D.N. Jayasimha, The Ohio State University
PVM (Parallel Virtual Machine) is a portable message passing library which runs on a variety of computing platforms including NOWs (networks of workstations), massively parallel processors, and heterogeneous computers. With the increasing popularity of NOWs for viable and cost-effective parallel computing, the use of PVM has become widespread. This proposal offers a half day tutorial on the message passing paradigm and programming with PVM. The first part of the lecture will be a brief introduction to parallel architectures, the shared memory and message passing programming models, and the data parallel, control parallel, and SPMD styles of programming. The main part of the lecture will describe the message passing programming paradigm and will discuss the use of PVM to write programs using this paradigm. The last part of the lecture will detail how the virtual machine can be specified, how the PVM environment can be managed through specific commands, and what PVM does not provide (this part might also include a discussion on MPI depending on the level of maturity of the audience). In addition, there will be discussion on guidelines for writing efficient parallel programs and simple mapping issues. The tutorial is intended for scientists and engineers (including graduate students) who wish to learn message passing programming to parallelize their applications. The tutorial assumes knowledge of FORTRAN or C, some programming experience, and rudimentary knowledge of Unix.
SPEAKER:
D. N. Jayasimha obtained his Ph.D. from the Center for Supercomputing Research and Development, University of Illinois in 1988. He has been on the faculty at The Ohio State University in Columbus, Ohio since then.
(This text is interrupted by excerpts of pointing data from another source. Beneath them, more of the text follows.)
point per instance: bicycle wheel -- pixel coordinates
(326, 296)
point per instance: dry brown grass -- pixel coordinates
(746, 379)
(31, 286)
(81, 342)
During 1993-94, he was a Visiting Senior Research Associate at the NASA Lewis Research Center, Cleveland, OH where he worked on parallelizing applications using PVM and other message passing libraries. He has offered tutorials on message passing and PVM at the Ohio Aerospace Institute and NASA, and at 1994 International Workshop on Parallel Processing. His research interests are in the areas of communication and synchronization in parallel computation, parallel architectures, and parallel applications.